The weed empire strikes back

As Roundup-resistant weeds surge, we should consider the long-term costs of our own excessive lawn maintenance.

A father and son work on their lawn. What's the price of our obsession with lush lawns?

Weeds are back, with Nietzschean resilience.

Several varieties of Roundup-resistant weeds (no, not just Kudzu) are surging across the South, an AP article notes, forcing farmers to resume environmentally harmful herbicide and tilling practices to control their spread.

“We’re talking a pesticide treadmill here,” one food safety scientist said. “It’s just coming back to kick us in the butt now with resistant weeds.”

Just as the BP oil spill is alerting Americans to the cost of our oil addiction, perhaps this weed boom could awaken us to the cost of our own backyard “farming.”

Consider the resources that are wasted in the effort to keep our lawns looking like putting greens. According to People Powered Machines:

Each weekend, about 54 million Americans mow their lawns, using 800 million gallons of gas per year and producing tons of air pollutants. Garden equipment engines, which have had unregulated emissions until very recently, emit high levels of carbon monoxide, volatile organic compounds and nitrogen oxides, producing up to 5% of the nation's air pollution and a good deal more in metropolitan areas.

According to the U.S. Environmental Protection Agency (EPA), a traditional gas powered lawn mower produces as much air pollution as 43 new cars each being driven 12,000 miles.

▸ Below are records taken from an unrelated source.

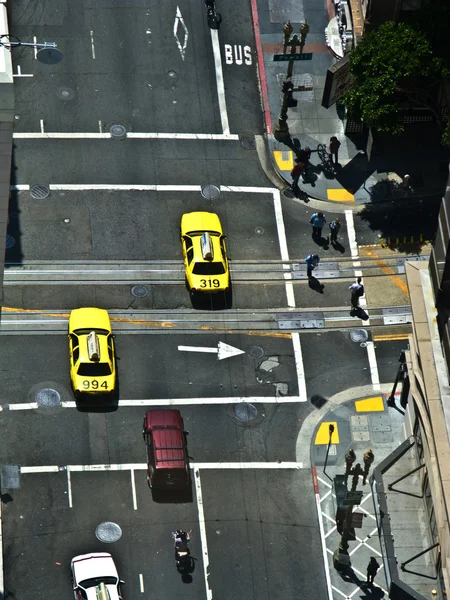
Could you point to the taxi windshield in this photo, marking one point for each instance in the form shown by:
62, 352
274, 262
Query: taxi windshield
94, 369
208, 268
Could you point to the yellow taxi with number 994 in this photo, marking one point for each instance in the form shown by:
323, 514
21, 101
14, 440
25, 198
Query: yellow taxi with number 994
204, 253
91, 352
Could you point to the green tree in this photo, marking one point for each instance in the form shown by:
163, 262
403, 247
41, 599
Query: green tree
392, 65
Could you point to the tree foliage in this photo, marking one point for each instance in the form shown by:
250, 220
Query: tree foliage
392, 65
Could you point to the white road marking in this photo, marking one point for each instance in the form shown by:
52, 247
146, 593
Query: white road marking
363, 303
219, 80
179, 20
223, 350
133, 489
92, 45
69, 488
324, 546
202, 527
299, 366
130, 135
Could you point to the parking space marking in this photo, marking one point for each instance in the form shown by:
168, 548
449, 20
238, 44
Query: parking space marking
202, 527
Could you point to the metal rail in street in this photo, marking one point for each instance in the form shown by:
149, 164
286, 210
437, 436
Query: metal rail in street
276, 322
171, 272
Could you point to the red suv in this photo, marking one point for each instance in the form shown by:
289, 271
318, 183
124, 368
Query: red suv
165, 437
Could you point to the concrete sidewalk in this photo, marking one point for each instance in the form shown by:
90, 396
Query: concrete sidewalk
357, 179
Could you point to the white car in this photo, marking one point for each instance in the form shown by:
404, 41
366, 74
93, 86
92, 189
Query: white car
95, 577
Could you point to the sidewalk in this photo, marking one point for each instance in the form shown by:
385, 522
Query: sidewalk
361, 424
357, 179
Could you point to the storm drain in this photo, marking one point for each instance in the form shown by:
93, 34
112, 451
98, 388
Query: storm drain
39, 192
139, 291
48, 397
210, 192
108, 532
245, 411
359, 335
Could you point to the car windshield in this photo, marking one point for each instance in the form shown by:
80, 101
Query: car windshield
88, 331
94, 369
94, 581
208, 268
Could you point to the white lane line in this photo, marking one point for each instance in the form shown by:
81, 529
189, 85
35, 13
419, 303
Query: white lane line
299, 366
283, 246
133, 489
174, 402
92, 45
132, 135
106, 468
202, 526
69, 489
219, 80
363, 302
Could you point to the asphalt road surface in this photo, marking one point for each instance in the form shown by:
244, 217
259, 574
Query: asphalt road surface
150, 115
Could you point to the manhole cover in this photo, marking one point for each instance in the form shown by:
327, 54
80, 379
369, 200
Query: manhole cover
255, 352
359, 335
245, 411
108, 532
210, 192
48, 397
39, 192
248, 143
117, 131
65, 93
139, 291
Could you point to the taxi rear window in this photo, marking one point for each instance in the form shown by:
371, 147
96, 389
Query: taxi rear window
208, 268
94, 369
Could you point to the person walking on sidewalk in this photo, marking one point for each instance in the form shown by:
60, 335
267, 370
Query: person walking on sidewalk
317, 221
312, 260
372, 569
333, 149
357, 290
299, 169
335, 226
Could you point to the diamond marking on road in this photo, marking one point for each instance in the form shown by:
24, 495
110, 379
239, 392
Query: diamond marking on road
180, 21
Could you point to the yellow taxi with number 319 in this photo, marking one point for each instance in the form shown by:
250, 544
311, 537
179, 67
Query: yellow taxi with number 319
204, 253
91, 352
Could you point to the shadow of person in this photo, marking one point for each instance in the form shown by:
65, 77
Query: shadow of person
315, 285
338, 246
359, 313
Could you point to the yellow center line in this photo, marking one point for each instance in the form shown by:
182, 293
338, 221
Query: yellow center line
388, 271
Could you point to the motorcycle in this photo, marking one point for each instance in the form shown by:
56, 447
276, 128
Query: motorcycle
182, 553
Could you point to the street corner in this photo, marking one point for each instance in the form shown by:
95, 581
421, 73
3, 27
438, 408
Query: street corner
359, 424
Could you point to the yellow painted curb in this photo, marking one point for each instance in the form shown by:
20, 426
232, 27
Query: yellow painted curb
323, 434
284, 159
374, 404
340, 195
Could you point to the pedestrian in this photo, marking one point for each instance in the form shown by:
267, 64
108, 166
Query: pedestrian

And speaking of gas, the EPA states that 17 million gallons of fuel, mostly gasoline, are spilled each year while refueling lawn equipment. That's more than all the oil spilled by the Exxon Valdez, in the Gulf of Alaska.

That’s on top of the water, herbicides, fertilizers, and other chemicals we use to keep lawns looking green.

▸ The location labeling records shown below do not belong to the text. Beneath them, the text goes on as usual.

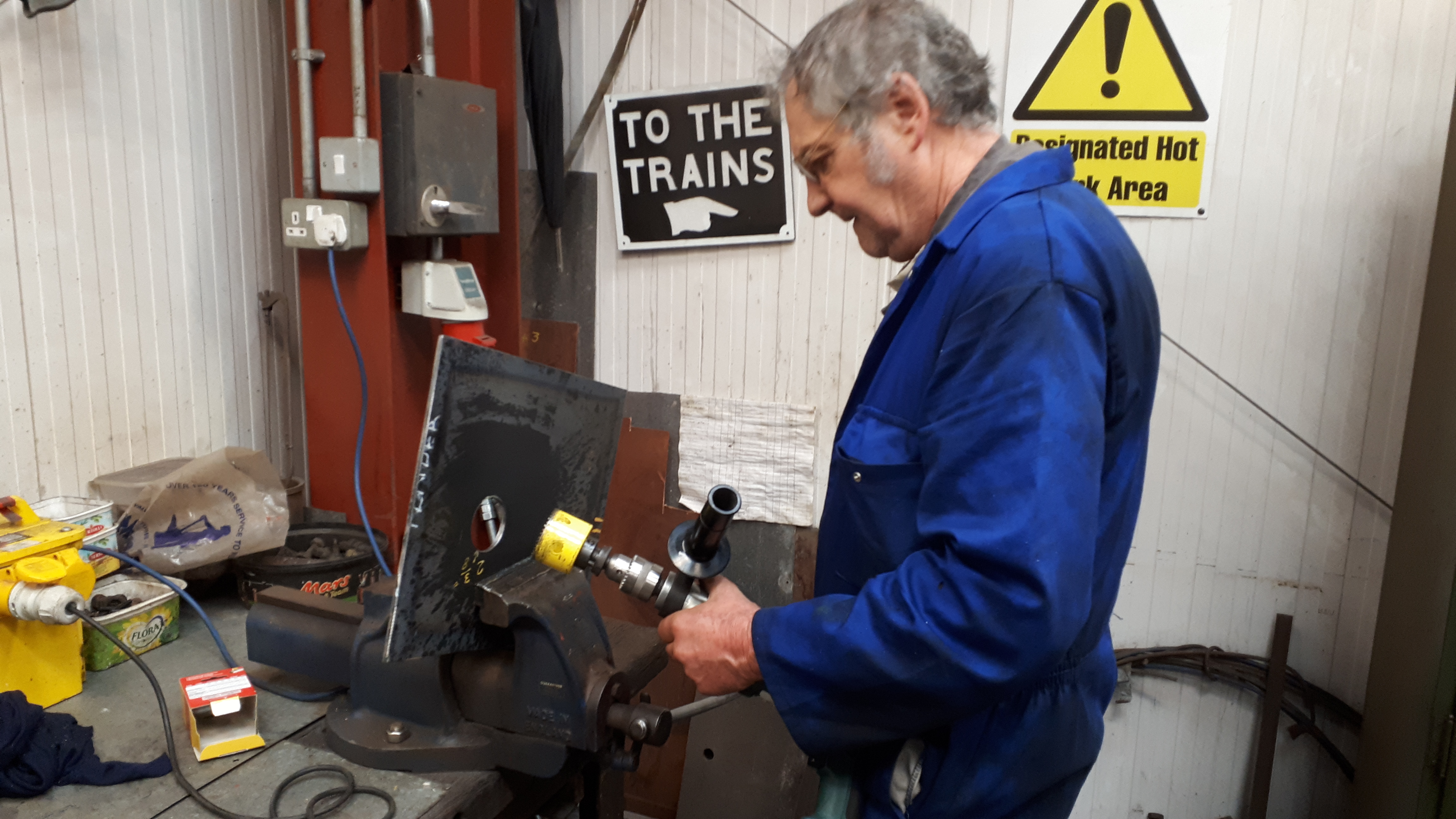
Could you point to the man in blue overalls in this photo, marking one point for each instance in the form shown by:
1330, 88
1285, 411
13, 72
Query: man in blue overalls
989, 464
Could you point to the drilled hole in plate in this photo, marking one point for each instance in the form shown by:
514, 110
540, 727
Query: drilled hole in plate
488, 524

And then there’s the incalculable opportunity cost of the human talent, time, and labor devoted to grass maintenance. Last week, while on vacation in Cape Cod, I saw crew after crew of young men sweating in the salty air to give lush lawns a buzz cut. These days, any job’s a good job, but it's hard not to wish that all that money and labor were channeled elsewhere – say to building better schools.

So what are the alternatives?

Those with smaller lawns can trade in expensive, self-propelled gas guzzling mowers for cheaper electric or push-reel models. The result is free cash, free exercise, and a better cut.

Those with bigger lawns have to think more creatively until hybrid riding mowers go mainstream. Options include:

Synthetic turf

“No mow” grass, specially designed to grow just a few inches high

• Ground cover like clover, or other native grasses

• A really big vegetable garden

Like the weed killer Roundup, gas-powered mowers are convenient and effective – for a time. Our instinct is to turn to technology to build a better mousetrap. But maybe it’s time we figured out how to turn the proverbial mouse into a pet.